Facilitated IEP Meeting
Why do Facilitated IEP meetings generate better student results?
ARD/IEP meetings benefit from skilled and capable facilitators who can assist the team in crafting agreements that lead to better educational programs for students with disabilities. Facilitation makes the meeting process easier and helps team members communicate and solve problems more effectively. Every team member, parent, and school personnel can use facilitation to improve the process and outcome.

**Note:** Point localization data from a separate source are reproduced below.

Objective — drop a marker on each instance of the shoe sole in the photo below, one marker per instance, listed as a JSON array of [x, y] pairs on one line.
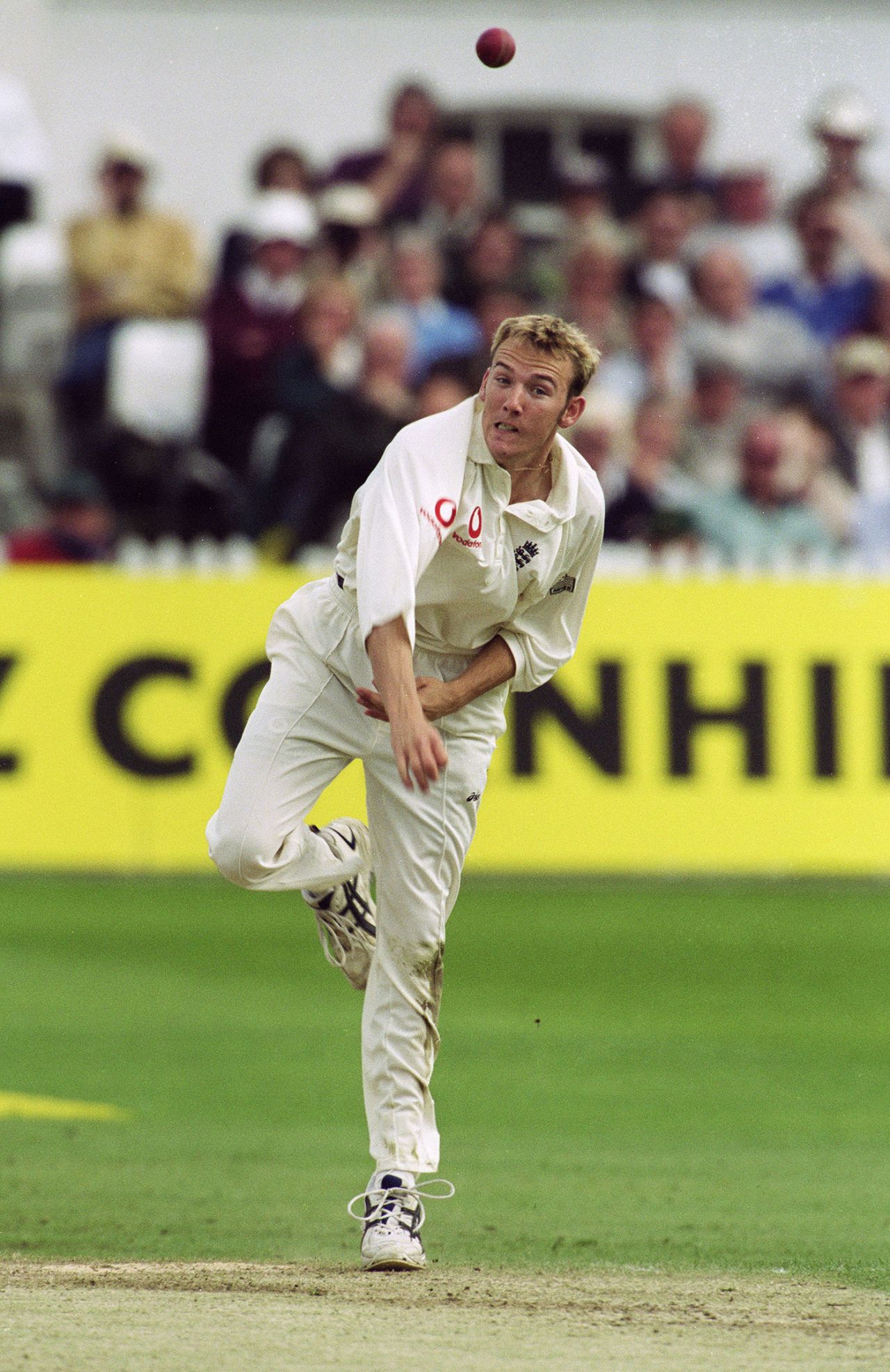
[[393, 1266]]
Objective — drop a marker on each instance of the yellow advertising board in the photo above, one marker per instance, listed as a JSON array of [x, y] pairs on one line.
[[723, 725]]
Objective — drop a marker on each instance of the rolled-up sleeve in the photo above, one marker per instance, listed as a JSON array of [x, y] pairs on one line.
[[544, 634], [407, 505]]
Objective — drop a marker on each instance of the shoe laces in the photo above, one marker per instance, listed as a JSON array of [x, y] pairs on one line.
[[384, 1205]]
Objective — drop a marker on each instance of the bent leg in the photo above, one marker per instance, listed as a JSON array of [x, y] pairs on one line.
[[302, 733], [421, 843]]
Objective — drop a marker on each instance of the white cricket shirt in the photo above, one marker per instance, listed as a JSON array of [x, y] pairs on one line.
[[433, 538]]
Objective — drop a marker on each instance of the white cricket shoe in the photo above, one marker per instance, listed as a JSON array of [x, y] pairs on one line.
[[391, 1217], [345, 913]]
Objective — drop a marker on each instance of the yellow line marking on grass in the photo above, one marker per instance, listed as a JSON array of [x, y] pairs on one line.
[[17, 1106]]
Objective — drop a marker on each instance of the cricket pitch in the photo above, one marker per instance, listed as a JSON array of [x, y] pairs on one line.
[[229, 1316]]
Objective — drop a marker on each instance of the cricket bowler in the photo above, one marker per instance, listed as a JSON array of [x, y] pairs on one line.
[[462, 574]]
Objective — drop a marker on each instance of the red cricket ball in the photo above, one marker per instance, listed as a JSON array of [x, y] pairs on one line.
[[496, 47]]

Watch this video of an IEP meeting demonstrating the use of facilitation skills and techniques to learn how you too can implement these valuable and effective skills/techniques. Free tools and resources have been developed to help ensure your next IEP meeting is the best one yet.
Guiding Questions
We have created a set of guiding questions to help guide your thinking while watching the video. Each chapter has its own list of guiding questions and is unique to the situation and phase of the IEP meeting. Use a downloadable copy for personal or training/workshop use.
- IEP Satisfaction
Use the IEP Satisfaction model as a frame of reference for your work with teams before, during, and after the meeting. Facilitators have been shown to improve team processes and outcomes by promoting procedural, psychological, and substantive satisfaction among team members. - Facilitation Continuum
Use the Facilitation Continuum as a reminder that all team members have a responsibility to use facilitation skills proactively so that conflicts can be prevented or reduced at the lowest level without formal, legal intervention when possible. - IEP Checklist
Use the IEP Checklist to get school-wide systems in place that support the IEP process as a whole and also assist in preparing for individual meetings. - Jargon Poster
Use the Jargon Poster to provide a guide to special education terms to assist communication during the IEP meeting process. - Discussion Guidelines
Use the list of Discussion Guidelines to clarify expectations for how the team will communicate and interact with each other. - Procedural Ground Rules
Use the Ground Rules document to help establish procedures and logistics for the meeting. These include breaks, following the agenda, start time, and other important components. - Questioning
Knowing what type of question might be most effective for your desired outcome can save a lot of time and help open the lines of communication. All types of questions are useful: some encourage discussion; others seek facts and short answers, and some could inhibit communication. This document will help you develop your questioning techniques. - Summarizing
Knowing which form of summarizing to use to meet your purpose of acknowledging another’s perspective or confirming understanding, or reframing comments, or moving to the next stage of the process, will make it a little easier for the other person to hear the message and engage in discussion. - Interests Based Problem Solving
This strategy will help to broaden the discussion and provide several possible solutions for the team to consider when seeking underlying interests when using a problem-solving process. - Consensus Gradients
Use the Gradients Poster and range of numbers as a method for team members to show their varying levels of enthusiasm or support for a recommendation. - Consensus Language
Use the Consensus Language tool to assist in using specific language when testing for group consensus which allows for varying levels of enthusiasm and does not force a yes-no response. - Commitments
Use this fill-in-the-blank template to gather promises or commitments in one place for better follow-through and monitoring. - Meeting Evaluation
Use the Meeting Evaluation survey to solicit feedback about how effective your meetings are from all team members to foster communication and build trust in the process. - Facilitation Tips Booklet
The Facilitation Tips: Discussions, Decisions, and Challenges is intended as a resource for facilitators who assist teams, especially special education teams, in their work.